Damir Petravić

Personal information
- Date of birth: 17 July 1963 (age 62)
- Place of birth: Zagreb, SR Croatia, SFR Yugoslavia

Team information
- Current team: Zagorec Krapina (manager)

Senior career*
- Years: Team / Apps / (Gls)
- 1994–1996: Istra Pula / 12 / (0)

Managerial career
- 2003–2004: NK Zagreb
- 2005: Polet Buševec
- 2006–2007: Polet Buševec
- 2007–2008: Vinogradar
- 2008: Polet Buševec
- 2008: Hrvatski Dragovoljac
- 2008–2009: Segesta
- 2009–2011: Gorica
- 2011: Karlovac
- 2012: Žalgiris Vilnius
- 2013: Šibenik
- 2013–2014: Cibalia
- 2014: Šibenik
- 2015: Vinogradar
- 2015: Lučko
- 2022-: Zagorec Krapina

= Damir Petravić =

Croatian footballer and manager

Damir Petravić (born 17 July 1963) is a Croatian professional football manager and former player who is currently the manager of Zagorec Krapina.

==Playing career==
During his career, he played for NK Zagreb, Šibenik and Istra Pula. Petravić graduated on the Faculty of Physical Education at the University of Zagreb.

==Managerial career==
He coached all youth categories of NK Zagreb, before taking over the first team. He also coached Hrvatski Dragovoljac, Vinogradar, Segesta, Gorica and Karlovac.

After NK Zagreb sacked Zlatko Kranjčar in September 2003, his assistant Petravić took over the first team for the next match. On 1 October 2003, he was appointed as full-time manager until the end of season. After his spell at NK Zagreb ended in March 2004 when he was replaced by Milivoj Bračun, Petravić joined fourth-tier club Polet Buševec in the role of technical advisor before being appointed joint manager with Nino Matković in the second part of the season. In September 2005, he resigned as manager. However, he returned to Polet again in January 2006 and the following season club achieved promotion to Treća HNL. In June 2007, Petravić received an offer from Vinogradar and after consultation with the club terminated his contract by mutual consent. In January 2008, he was considered to coach Croatia Sesvete but the job went to Ljupko Petrović and Petravić returned for the third time to Polet. After a successful period at Polet, Petravić accepted an offer from Hrvatski Dragovoljac in June 2008.

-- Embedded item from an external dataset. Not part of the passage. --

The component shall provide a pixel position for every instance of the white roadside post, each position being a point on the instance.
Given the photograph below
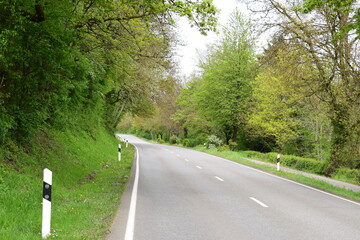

In October 2008, Petravić was appointed as manager of Segesta after Srećko Bogdan left the club by mutual consent. After three successive defeats, Petravić openly criticized the board due to their lack of support and went in strike with several players. He was sacked as manager in April 2009. Petravić then took over the helm of Gorica in Treća HNL and managed to secure two successive promotions for the club. However, Gorica didn't got a license for competing in the top division. In September 2011, it was announced that Petravić was appointed as manager of Karlovac. On the last day of 2011, Petravić announced his resignation citing dissatisfaction with the current situation at the club and unpaid wages. Several days later, Petravić took over the helm of Lithuanian club Žalgiris Vilnius. In May 2012, Žalgiris won the 2011–12 Lithuanian Football Cup after defeating Ekranas in the final 3–1 in a penalty shoot-out after a scoreless draw in regular time. In the second qualifying round of 2012–13 UEFA Europa League, Žalgiris were eliminated with an aggregate score 6–2 by the Austrian side Admira. In August 2012, Petravić resigned from his position after a 2–2 draw with Sūduva, leaving the team at the second position eight points behind Ekranas.

In April 2013, Petravić took over as a manager of Šibenik, Croatian team playing in Druga HNL. Šibenik finished fourth but were denied a license for competing in Druga HNL for the following season and were demoted to the third level. In August 2013, Petravić left Šibenik and joined Cibalia. In March 2014, Petravić was sacked after a 1–0 home defeat against Lučko which saw them losing the first place. In September 2014, Petravić returned to Šibenik.